The year 2017 is the Bicentennial of the Birth of Bahá’u’lláh. In 1844, a young merchant from the Iranian City of Shiraz prophesied the coming of a new messenger from God. The prophecy was realised several years late when Bahá’u’lláh, a follower of The Báb, was recognised as the Manifestation of God.
Meaning ‘Glory of God’ in Arabic, Bahá’u’lláh was born Mirza Husayn Ali in Persia in 1817. Despite not studying the Qur’an or the Arabic language in his early years, Bahá’u’lláh grew to become exceptionally knowledgeable about Islam and other faiths. This was a fact that, much later in his life, he would use to argue his claim as the Manifestation of God.

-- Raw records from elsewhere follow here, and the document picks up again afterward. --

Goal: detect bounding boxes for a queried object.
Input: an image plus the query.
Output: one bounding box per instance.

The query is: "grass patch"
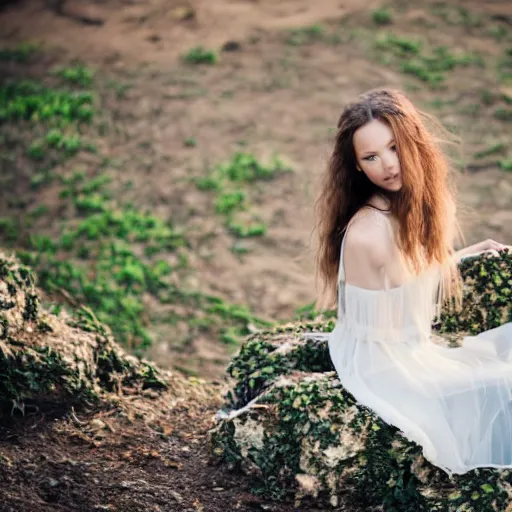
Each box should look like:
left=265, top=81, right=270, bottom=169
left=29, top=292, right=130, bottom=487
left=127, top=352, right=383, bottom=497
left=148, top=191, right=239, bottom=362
left=429, top=4, right=483, bottom=28
left=12, top=167, right=187, bottom=350
left=52, top=64, right=95, bottom=87
left=0, top=218, right=18, bottom=242
left=195, top=152, right=291, bottom=242
left=1, top=71, right=271, bottom=358
left=0, top=77, right=96, bottom=188
left=480, top=89, right=496, bottom=106
left=498, top=48, right=512, bottom=83
left=486, top=25, right=508, bottom=43
left=184, top=136, right=197, bottom=147
left=12, top=166, right=271, bottom=352
left=0, top=80, right=94, bottom=123
left=372, top=8, right=393, bottom=26
left=28, top=129, right=95, bottom=160
left=105, top=79, right=133, bottom=99
left=286, top=25, right=325, bottom=45
left=473, top=143, right=505, bottom=160
left=494, top=108, right=512, bottom=122
left=427, top=97, right=459, bottom=109
left=182, top=46, right=218, bottom=65
left=376, top=32, right=421, bottom=55
left=499, top=160, right=512, bottom=172
left=228, top=221, right=266, bottom=238
left=0, top=42, right=39, bottom=62
left=375, top=32, right=483, bottom=87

At the age of 27, Bahá’u’lláh became an active follower and correspondent of The Báb after reading his declaration. After The Báb’s death, the Persian authorities sought to diminish Bahá’u’lláh’s growing influence and incarcerated him in the Siyáh-Chál (Black Pit) prison in Tihran. He was later released and banished from the state.
Moving first to Baghdad, then to Adrianople (now Edirne), and Akka (in Syria), it seemed that wherever Bahá’u’lláh went his religious views and growing influence and support caused the consternation of the Islamic authorities. His life was one of constant exile and captivity. Bahá’u’lláh died in Bahji in 1892 and was succeeded by Abdu’l-Bahá, his eldest son. Abdu’l-Bahá was recognised as the first to believe in Bahá’u’lláh’s mission, and the only authoritative interpreter of Bahá’í teachings.